With this year’s National Children’s Mental Health Awareness Day taking place in the midst of an unprecedented global pandemic, Assemblyman Herb Conaway, M.D. (D-Burlington) released the following statement on the importance of mental health support for young people both during and after the crisis:
“The COVID-19 pandemic is taking a toll on every single person experiencing this crisis. That includes the youngest among us, whose daily lives were drastically changed practically overnight.
“Children are largely cut off from their peers right now while school is held remotely and in-person interactions are restricted in order to slow the spread of the virus. The usual activities that entertain and shape these young minds, such as sports, school clubs and playdates, are no longer available to them in the same way they once were.
“Remote learning itself can be quite challenging for adolescents who already struggle with their schoolwork and can no longer receive the same kind of specialized assistance they once did.
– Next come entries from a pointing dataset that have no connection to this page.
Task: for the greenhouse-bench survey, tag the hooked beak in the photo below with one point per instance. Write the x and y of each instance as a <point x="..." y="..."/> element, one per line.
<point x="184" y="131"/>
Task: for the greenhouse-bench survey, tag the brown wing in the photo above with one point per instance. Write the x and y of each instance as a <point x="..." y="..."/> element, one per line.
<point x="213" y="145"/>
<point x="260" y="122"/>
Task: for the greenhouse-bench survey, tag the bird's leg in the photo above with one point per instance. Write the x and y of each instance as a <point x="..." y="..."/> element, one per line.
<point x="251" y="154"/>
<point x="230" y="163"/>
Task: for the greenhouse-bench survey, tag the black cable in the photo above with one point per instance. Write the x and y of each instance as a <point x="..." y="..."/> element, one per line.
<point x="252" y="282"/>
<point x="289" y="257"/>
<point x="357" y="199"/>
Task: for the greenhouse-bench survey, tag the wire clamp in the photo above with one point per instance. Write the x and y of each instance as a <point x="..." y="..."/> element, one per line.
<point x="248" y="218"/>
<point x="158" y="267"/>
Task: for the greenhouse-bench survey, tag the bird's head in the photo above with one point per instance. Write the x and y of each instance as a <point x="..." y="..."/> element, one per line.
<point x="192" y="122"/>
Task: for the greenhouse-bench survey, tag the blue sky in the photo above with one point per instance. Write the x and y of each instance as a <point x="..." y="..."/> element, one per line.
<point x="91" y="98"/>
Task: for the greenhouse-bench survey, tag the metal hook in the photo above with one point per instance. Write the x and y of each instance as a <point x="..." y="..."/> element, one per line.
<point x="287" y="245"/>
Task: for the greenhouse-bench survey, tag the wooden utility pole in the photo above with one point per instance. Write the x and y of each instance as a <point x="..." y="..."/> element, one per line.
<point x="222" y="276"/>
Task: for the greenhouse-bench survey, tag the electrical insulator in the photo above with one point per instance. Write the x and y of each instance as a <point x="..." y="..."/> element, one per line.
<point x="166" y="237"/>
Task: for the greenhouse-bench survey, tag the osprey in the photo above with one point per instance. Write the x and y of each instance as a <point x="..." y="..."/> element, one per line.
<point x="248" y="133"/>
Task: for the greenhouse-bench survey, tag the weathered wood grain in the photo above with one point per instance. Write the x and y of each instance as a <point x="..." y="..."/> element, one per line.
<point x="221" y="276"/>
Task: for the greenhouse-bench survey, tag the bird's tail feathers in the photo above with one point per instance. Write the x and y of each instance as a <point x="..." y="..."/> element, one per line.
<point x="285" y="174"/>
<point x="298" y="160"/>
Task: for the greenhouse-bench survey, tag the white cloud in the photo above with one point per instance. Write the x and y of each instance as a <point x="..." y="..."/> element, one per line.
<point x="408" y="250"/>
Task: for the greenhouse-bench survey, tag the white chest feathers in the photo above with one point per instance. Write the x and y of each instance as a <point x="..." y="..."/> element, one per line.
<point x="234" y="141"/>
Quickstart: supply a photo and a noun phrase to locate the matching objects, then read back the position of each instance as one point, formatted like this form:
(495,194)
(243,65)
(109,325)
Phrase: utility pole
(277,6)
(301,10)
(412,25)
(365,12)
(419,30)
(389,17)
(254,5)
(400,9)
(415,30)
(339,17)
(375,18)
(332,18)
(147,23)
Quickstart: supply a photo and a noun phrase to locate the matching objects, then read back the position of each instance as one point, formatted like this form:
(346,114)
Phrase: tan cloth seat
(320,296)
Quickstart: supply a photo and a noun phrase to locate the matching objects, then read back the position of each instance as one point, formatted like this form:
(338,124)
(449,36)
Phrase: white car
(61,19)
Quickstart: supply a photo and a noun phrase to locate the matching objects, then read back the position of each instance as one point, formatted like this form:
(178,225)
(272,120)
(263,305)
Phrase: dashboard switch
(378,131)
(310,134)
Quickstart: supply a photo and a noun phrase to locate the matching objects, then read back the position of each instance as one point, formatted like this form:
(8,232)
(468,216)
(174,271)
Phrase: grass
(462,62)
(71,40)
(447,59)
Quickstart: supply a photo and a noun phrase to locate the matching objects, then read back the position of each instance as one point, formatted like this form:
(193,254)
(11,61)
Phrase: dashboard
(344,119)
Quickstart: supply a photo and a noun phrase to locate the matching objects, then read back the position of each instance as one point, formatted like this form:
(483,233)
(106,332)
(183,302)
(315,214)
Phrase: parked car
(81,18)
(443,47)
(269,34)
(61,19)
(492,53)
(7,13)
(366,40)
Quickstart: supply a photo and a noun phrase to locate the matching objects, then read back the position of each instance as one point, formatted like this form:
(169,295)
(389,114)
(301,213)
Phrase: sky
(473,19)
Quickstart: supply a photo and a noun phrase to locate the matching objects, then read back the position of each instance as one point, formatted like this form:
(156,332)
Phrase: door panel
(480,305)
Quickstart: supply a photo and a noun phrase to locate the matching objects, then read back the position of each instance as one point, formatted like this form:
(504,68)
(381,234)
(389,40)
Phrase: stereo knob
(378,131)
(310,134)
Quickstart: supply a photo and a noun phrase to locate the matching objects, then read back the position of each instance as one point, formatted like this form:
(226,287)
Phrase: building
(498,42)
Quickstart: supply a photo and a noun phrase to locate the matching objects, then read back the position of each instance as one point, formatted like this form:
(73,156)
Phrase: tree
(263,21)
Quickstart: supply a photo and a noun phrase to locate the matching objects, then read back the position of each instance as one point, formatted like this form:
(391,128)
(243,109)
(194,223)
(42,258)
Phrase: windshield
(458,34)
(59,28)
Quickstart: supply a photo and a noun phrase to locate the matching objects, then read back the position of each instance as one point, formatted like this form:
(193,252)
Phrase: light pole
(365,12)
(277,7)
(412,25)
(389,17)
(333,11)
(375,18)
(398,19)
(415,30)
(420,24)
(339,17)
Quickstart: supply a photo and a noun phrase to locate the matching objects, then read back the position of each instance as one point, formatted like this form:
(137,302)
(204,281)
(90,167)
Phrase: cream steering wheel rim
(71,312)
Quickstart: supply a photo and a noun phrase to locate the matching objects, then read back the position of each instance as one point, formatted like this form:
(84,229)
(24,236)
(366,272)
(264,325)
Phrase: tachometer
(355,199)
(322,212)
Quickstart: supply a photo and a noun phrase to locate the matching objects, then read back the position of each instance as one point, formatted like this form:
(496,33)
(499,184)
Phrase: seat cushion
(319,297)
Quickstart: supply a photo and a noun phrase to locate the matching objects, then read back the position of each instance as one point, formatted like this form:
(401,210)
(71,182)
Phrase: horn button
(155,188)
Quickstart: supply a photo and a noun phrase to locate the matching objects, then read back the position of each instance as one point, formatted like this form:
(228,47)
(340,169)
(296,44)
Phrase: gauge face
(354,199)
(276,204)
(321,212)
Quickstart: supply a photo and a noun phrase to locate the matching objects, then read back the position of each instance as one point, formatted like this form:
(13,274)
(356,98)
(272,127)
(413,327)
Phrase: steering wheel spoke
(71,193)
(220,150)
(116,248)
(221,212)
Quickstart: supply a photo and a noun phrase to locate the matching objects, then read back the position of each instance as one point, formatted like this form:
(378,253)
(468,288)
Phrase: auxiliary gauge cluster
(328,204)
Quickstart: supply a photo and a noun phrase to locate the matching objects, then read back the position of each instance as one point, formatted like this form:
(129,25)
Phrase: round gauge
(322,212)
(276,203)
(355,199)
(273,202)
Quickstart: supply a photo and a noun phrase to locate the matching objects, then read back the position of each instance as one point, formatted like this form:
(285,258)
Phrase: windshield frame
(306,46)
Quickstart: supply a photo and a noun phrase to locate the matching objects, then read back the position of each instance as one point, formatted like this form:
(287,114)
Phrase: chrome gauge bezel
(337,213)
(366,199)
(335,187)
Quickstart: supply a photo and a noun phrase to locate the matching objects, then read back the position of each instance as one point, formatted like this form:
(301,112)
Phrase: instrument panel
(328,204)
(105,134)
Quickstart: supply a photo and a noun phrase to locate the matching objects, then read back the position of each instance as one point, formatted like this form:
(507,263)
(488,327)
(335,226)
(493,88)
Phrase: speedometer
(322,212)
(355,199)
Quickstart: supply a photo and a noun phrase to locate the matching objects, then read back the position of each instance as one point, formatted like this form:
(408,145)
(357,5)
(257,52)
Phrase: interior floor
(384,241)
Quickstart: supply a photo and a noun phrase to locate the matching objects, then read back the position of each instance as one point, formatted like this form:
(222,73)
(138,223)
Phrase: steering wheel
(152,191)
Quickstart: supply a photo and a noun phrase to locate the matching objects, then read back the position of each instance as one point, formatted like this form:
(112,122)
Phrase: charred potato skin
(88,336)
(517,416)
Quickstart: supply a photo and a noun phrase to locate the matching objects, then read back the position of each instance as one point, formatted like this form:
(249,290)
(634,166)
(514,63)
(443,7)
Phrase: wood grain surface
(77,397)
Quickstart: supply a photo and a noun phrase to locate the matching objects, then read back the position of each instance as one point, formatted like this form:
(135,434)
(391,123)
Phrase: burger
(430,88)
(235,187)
Low-income students without access to reliable technology are also facing additional barriers to academic success that can cause additional stress.
“Many of the children who regularly go online are being exposed to a never-ending barrage of bad news that can either scare or completely desensitize them to this worldwide crisis. Even children who are insulated from the news are not immune to the stress of this pandemic as they pick up on their parents’ fear and worry.
“This is to say nothing of the children who may be facing food insecurity due to their parents’ unemployment, or those who have lost a loved one to COVID-19.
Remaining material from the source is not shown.